In late 1476, despite earlier defeats at Grandson and Murten, Duke Charles the Bold of Burgundy moved to besiege the city of Nancy which had been taken by Duke Rene II of Lorraine earlier in the year. Fighting severe winter weather, the Burgundian army encircled the city and Charles hoped to win a swift victory as he knew Rene to be gathering a relief force. Despite the siege conditions, the garrison at Nancy remained active and sortied against the Burgundians. In one foray, they succeeded in capturing 900 of Charles's men.

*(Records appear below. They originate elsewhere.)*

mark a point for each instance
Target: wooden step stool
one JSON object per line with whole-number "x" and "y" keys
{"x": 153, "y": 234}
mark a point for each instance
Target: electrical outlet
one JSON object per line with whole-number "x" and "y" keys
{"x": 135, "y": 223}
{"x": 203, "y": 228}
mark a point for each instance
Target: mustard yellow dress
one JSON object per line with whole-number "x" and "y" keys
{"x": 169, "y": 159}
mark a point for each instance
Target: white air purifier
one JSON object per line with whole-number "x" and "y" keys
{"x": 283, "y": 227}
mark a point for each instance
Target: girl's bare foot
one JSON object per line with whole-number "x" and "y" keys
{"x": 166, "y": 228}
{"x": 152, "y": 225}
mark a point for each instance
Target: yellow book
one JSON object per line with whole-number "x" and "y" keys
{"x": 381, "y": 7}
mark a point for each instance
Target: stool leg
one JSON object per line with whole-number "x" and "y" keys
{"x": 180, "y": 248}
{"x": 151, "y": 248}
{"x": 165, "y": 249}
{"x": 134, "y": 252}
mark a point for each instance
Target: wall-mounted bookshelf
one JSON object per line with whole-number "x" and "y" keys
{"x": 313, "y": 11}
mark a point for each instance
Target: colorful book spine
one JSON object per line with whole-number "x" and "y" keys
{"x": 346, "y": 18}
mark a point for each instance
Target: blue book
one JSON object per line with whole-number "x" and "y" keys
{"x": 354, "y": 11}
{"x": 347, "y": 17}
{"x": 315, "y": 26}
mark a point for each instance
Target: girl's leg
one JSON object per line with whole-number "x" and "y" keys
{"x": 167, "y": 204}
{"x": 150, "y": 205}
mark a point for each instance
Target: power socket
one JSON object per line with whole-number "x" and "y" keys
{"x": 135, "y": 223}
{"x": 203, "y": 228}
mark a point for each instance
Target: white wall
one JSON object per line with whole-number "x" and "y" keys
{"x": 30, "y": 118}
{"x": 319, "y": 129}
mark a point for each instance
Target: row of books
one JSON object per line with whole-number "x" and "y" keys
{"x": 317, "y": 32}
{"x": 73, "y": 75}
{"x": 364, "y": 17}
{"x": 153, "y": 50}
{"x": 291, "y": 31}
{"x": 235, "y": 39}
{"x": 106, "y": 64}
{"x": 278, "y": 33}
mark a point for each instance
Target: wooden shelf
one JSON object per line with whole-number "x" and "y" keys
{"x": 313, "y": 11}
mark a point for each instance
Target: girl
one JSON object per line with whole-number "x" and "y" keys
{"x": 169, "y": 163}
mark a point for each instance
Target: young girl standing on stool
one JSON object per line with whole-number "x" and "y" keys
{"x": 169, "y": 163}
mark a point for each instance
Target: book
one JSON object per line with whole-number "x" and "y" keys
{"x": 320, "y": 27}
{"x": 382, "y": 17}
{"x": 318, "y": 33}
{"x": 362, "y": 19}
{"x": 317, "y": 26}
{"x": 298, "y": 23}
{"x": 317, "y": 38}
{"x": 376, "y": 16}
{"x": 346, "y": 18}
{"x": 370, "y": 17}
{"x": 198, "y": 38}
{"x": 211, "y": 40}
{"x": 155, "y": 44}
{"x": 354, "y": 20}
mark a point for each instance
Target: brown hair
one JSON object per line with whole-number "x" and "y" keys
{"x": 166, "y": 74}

Outside the city walls, Charles's situation was made more complicated by the fact that his army was not linguistically unified as it possessed Italian mercenaries, English archers, Dutchmen, Savoyards, as well as his Burgundian troops. Acting with financial support from Louis XI of France, Rene succeeded in assembling 10 to 12,000 men from Lorraine and the Lower Union of the Rhine. To this force, he added 10,000 Swiss mercenaries. Moving deliberately, Rene began his advance on Nancy in early January. Marching through the winter snows, they arrived south of the city on the morning of Jan. 5, 1477.
The Battle of Nancy
Moving swiftly, Charles began deploying his smaller army to meet the threat. Making use of the terrain, he positioned his army across a valley with a small stream to its front. While his left was anchored on the River Meurthe, his right rested on an area of thick woods. Arranging his troops, Charles positioned his infantry and thirty field guns in the center with his cavalry on the flanks. Assessing the Burgundian position, Rene and his Swiss commanders decided against a frontal assault believing that it could not succeed.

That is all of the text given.